San Francisco 49ers cornerback Shareece Wright loves the state of California.
A Colton, Calif., native, Wright was a star-corner at USC before spending his first four NFL seasons with the San Diego Chargers. As a free agent this offseason, Wright opted to keep his career in the Golden State, signing a one-year deal with the 49ers on March 14.
For Wright, the move made sense for a number of reasons.
"Just being from California, and growing up as a kid watching San Francisco," Wright said. "(The 49ers are) a great organization and there have been great players to come in and out of here. I wanted to be a part of that."
San Francisco isn't just an ideal location to call home, but the 49ers currently have an open competition at the cornerback position. Wright joins Tramaine Brock and Chris Cook as the most experienced members of the group.
Marcus Cromartie, Mylan Hicks, Dontae Johnson, Leon McFadden and Keith Reaser are the young names trying to establish themselves in the NFL.
Eight players vying for two starting spots, three if you count the nickel corner position.
What Wright has going for him is a recent track record of success. The former third-round pick in 2011 made 27 starts over the last two seasons with the Chargers. His 14 starts in 2014 alone are more than any other 49ers cornerback. Wright said he now feels like a veteran in this league and wants to show the coaching staff that he can dominate one side of the field.
"I take pride in my man-to-man coverage and the ability to play press coverage against any receiver," Wright said, describing a skillset that has become a hot commodity in the NFL. "I want to be that guy who isn't afraid to line up against anybody. I like to be physical. I like to get in a receivers face and make him have a long day."
If the coaches decided they wanted Wright to play inside, the 49ers corner said he'd have no problem assuming that role. Wright started at nickel corner, the man mostly responsible for covering an offense's slot receiver, before moving to the outside in San Diego.
And competition is nothing new for Wright. In San Diego, he had to compete against the likes of Quentin Jammer and Antoine Cason before finding playing time on Sundays.
He's also accustomed to playing in front of a Pro Bowl safety. With the Chargers, it was Eric Weddle. Now with the 49ers, Wright has the opportunity to line up with Antoine Bethea, San Francisco's team MVP in 2014.
"I couldn't ask for a better player to play with after Eric Weddle," Wright said. "Weddle is like a defensive coordinator out there on the field and he helps you out a lot. Bethea is the same way, a veteran guy who takes pride in knowing what he's doing and being that quarterback on the field for us. I couldn't ask for a better safety to play behind me."
View the top images from the second week of San Francisco 49ers OTAs.

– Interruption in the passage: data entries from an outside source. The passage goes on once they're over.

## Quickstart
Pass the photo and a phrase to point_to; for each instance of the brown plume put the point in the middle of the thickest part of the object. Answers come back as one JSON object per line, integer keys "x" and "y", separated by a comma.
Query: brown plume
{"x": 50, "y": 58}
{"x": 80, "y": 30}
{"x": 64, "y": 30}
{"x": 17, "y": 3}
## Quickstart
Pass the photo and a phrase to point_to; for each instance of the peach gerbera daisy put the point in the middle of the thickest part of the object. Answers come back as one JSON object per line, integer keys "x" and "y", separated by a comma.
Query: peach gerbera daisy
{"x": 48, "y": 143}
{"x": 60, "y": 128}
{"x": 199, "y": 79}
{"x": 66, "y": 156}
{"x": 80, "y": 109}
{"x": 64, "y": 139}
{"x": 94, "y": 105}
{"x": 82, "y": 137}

Wright, Bethea and the rest of the 49ers defensive unit are focused on learning defensive coordinator Eric Mangini's scheme. Wright said he's on the right track from a learning perspective and offered high praise of Mangini's style as a coach.

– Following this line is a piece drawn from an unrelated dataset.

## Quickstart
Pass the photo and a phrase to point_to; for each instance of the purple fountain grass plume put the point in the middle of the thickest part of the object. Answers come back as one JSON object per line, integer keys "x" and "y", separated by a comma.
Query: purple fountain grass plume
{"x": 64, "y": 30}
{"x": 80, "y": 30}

"He's a teacher," Wright said. "Before he expects us to do anything he makes sure we understand it. He quizzes us and puts it on the board. He's a smart coach. He knows what to expect from offenses and how they think. That helps us as a defense."
The competition at cornerback is just getting started. Tim Lewis, the 49ers defensive backs coach, has rotated all eight corners throughout OTAs. There is no depth chart and the carousel will continue into training camp.
The ambiguity as to who will be starting Week 1 against the Minnesota Vikings hasn't affected the culture inside the cornerback's room. Wright said everyone has their priorities in order.
"We're a lot of competitors and we all want to play but at the same time we're team players and all want to win," Wright said. "We understand that. If we're winning, we're all successful in our eyes. When you're on a winning team, you get rewarded just from being on a winning team.
"That's more important to us, getting each other better. You never know what's going to happen. If someone goes down it's next man up, and you want that next man up to be ready."